Uważam, że Seferi ma dobry sezon, potrzebował czasu na przystosowanie się, ale potem zaczął regularnie zdobywać bramki. Sefer nadal był śledzony w reprezentacji Albanii, gdzie stale otrzymywał powołanie.
Z drugiej strony, od samego początku naszej współpracy z Vorskla klub nie wywiązywał się ze wszystkich umów. Rozmawiałem ze Skripnikiem, ale powiedział, że od dwóch miesięcy nie może się skontaktować z honorowym prezydentem Worskli (Konstantin Zhevago, właściciel klubu - red.), a menedżerowie klubu nie są upoważnieni do samodzielnego rozwiązywania osobistych problemów zawodnika.

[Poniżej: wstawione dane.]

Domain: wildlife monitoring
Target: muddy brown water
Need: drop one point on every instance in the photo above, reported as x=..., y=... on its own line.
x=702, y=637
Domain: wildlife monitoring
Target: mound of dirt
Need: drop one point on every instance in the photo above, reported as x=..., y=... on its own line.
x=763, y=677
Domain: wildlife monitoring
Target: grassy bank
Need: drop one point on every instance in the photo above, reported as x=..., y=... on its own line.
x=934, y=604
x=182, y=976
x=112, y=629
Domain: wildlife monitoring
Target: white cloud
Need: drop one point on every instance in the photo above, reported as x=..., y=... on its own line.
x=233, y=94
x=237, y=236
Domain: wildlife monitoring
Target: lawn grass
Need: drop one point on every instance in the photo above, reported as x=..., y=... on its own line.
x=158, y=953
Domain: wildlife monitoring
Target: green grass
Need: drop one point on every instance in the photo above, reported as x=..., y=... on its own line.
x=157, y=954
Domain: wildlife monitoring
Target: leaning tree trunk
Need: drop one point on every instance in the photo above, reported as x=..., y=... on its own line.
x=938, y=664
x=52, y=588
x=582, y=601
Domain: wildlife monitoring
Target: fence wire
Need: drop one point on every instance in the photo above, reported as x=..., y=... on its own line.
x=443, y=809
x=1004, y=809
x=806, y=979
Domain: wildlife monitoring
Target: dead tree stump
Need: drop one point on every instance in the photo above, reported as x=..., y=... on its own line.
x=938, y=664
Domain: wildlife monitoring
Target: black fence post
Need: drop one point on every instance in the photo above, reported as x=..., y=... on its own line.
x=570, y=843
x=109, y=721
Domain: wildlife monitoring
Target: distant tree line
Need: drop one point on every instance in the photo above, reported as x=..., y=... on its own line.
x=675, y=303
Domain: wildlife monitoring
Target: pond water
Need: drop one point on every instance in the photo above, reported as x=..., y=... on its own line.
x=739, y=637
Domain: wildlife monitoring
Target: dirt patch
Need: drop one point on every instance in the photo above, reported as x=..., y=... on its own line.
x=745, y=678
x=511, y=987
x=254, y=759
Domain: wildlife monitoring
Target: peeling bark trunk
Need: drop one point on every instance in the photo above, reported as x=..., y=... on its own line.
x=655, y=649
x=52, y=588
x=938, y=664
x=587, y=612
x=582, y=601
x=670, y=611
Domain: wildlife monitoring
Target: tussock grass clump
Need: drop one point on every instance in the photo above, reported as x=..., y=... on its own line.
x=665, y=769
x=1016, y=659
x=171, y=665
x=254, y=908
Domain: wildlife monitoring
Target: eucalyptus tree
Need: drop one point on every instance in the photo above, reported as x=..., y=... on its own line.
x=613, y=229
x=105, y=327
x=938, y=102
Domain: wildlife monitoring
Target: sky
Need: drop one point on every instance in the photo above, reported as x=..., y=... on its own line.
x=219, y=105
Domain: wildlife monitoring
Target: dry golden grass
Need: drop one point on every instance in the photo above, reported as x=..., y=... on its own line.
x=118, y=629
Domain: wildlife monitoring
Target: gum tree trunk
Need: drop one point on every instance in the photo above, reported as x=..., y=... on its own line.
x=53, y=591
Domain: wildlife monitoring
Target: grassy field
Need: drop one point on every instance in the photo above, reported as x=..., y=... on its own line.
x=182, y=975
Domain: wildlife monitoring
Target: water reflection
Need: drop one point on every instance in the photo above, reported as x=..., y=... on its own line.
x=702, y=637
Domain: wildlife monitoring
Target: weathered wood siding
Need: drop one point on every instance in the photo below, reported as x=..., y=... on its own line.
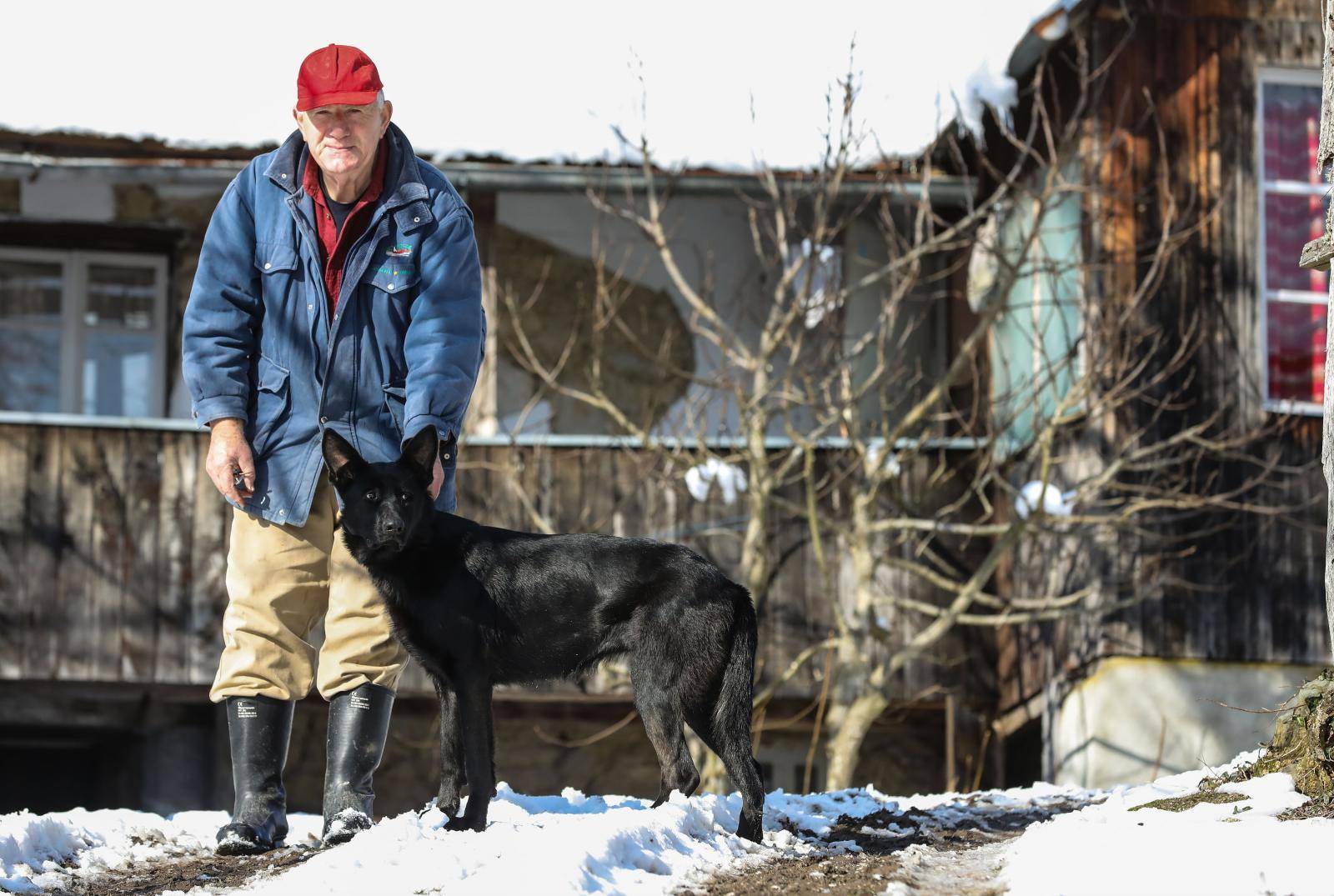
x=1261, y=576
x=113, y=548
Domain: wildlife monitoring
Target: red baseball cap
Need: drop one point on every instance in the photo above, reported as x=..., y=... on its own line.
x=337, y=73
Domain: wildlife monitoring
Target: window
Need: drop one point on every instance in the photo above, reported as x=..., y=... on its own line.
x=822, y=266
x=1036, y=342
x=82, y=333
x=1293, y=206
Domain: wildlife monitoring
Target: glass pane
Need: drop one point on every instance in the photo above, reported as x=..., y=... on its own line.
x=1291, y=131
x=30, y=368
x=30, y=293
x=1297, y=351
x=1291, y=223
x=120, y=295
x=118, y=373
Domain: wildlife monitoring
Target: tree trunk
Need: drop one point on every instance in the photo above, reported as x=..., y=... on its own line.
x=849, y=727
x=1324, y=153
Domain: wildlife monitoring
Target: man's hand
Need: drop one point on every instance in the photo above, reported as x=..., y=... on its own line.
x=228, y=453
x=437, y=476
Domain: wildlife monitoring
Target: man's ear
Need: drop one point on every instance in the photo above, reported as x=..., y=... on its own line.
x=422, y=449
x=340, y=458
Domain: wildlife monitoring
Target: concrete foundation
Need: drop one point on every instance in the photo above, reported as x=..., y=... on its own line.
x=1136, y=719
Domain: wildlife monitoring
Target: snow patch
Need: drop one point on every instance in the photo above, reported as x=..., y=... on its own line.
x=1046, y=496
x=1209, y=848
x=730, y=479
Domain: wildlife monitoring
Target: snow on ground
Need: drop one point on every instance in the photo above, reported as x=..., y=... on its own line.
x=577, y=844
x=43, y=851
x=551, y=844
x=1211, y=848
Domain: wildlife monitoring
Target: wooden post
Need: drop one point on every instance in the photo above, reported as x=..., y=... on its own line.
x=1321, y=259
x=951, y=766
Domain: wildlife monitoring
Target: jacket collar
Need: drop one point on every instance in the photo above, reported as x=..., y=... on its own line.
x=404, y=184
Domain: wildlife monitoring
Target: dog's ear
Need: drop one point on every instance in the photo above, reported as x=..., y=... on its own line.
x=422, y=449
x=340, y=458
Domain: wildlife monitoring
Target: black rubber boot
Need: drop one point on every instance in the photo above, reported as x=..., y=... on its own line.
x=359, y=722
x=259, y=729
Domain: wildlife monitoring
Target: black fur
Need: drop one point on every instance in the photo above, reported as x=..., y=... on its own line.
x=479, y=606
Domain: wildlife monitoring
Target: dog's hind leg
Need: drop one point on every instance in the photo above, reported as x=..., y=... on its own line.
x=660, y=713
x=726, y=726
x=451, y=751
x=474, y=696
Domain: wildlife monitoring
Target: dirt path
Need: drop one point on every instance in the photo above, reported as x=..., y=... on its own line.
x=208, y=873
x=945, y=851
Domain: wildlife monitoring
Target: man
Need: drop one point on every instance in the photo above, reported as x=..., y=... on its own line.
x=338, y=287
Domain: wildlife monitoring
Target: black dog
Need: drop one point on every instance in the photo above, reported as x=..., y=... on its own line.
x=479, y=606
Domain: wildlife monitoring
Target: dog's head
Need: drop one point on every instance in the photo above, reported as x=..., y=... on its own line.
x=384, y=503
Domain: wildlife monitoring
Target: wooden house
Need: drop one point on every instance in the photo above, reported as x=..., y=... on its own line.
x=113, y=539
x=1236, y=87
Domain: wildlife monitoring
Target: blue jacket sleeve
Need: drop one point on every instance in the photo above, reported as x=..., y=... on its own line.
x=446, y=338
x=223, y=313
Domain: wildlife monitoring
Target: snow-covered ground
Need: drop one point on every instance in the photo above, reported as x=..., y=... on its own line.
x=577, y=844
x=549, y=844
x=1211, y=848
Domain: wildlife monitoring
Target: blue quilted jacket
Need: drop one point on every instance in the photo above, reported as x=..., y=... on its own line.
x=400, y=351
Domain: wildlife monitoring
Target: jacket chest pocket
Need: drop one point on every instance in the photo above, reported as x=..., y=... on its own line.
x=271, y=402
x=394, y=278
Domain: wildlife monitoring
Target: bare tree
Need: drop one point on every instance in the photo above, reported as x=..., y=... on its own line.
x=1000, y=482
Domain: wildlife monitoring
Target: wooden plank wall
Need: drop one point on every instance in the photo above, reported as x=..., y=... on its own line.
x=113, y=548
x=1264, y=596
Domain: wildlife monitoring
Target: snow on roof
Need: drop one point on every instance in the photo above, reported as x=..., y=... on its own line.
x=713, y=86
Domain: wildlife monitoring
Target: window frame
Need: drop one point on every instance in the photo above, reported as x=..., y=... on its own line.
x=73, y=304
x=1300, y=78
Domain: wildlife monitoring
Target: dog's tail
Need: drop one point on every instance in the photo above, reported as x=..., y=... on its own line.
x=733, y=711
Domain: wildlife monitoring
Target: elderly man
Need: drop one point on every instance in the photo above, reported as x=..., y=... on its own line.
x=338, y=287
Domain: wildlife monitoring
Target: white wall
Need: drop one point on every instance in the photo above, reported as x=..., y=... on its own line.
x=1136, y=719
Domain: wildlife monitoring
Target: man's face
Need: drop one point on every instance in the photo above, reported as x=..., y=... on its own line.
x=344, y=138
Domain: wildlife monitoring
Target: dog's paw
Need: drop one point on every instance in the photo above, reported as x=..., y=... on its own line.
x=464, y=823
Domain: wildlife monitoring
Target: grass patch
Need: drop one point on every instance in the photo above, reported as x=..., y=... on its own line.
x=1182, y=803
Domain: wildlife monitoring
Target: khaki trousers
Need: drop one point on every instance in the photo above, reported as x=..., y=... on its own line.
x=280, y=582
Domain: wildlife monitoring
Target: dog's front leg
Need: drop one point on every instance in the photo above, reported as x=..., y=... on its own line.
x=474, y=706
x=451, y=751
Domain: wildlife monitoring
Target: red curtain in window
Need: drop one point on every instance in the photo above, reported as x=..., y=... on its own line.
x=1296, y=329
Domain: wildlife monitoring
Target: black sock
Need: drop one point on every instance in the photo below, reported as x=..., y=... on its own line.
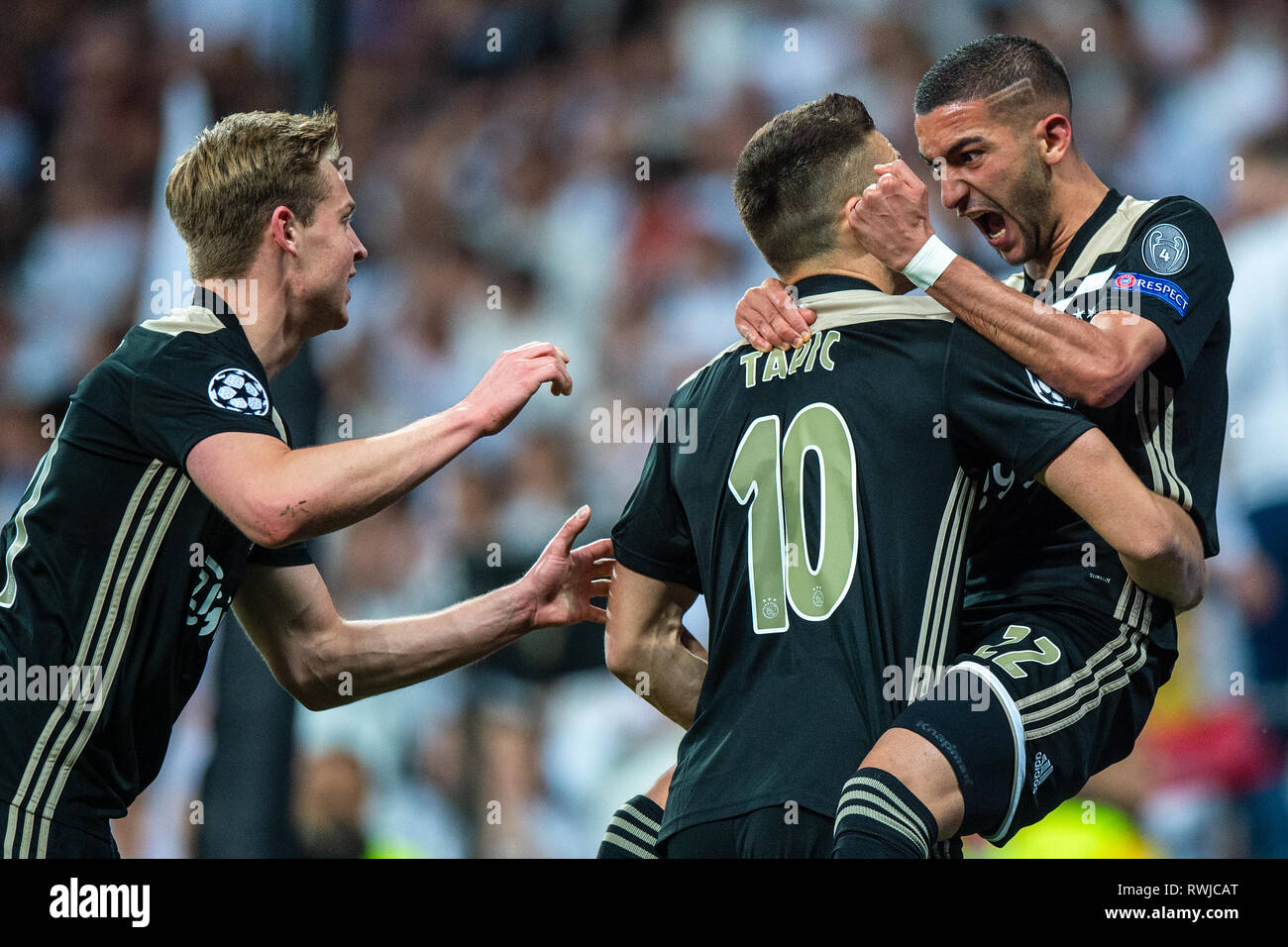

Nadal trudno mi powiedzieć, jak dalej potoczą się wydarzenia. Trudno ufać menedżerom (a jak mi powiedziano, w Połtawie tak jest od lat). Trener nie ma kontaktu z pierwszą osobą w klubie, więc być może będziemy musieli poruszyć kwestię zerwania kontraktu i odejścia. Uciekać nie od wojny, której Seferi się nie bał, ale od haniebnych działań niektórych ludzi” – powiedział Stafa.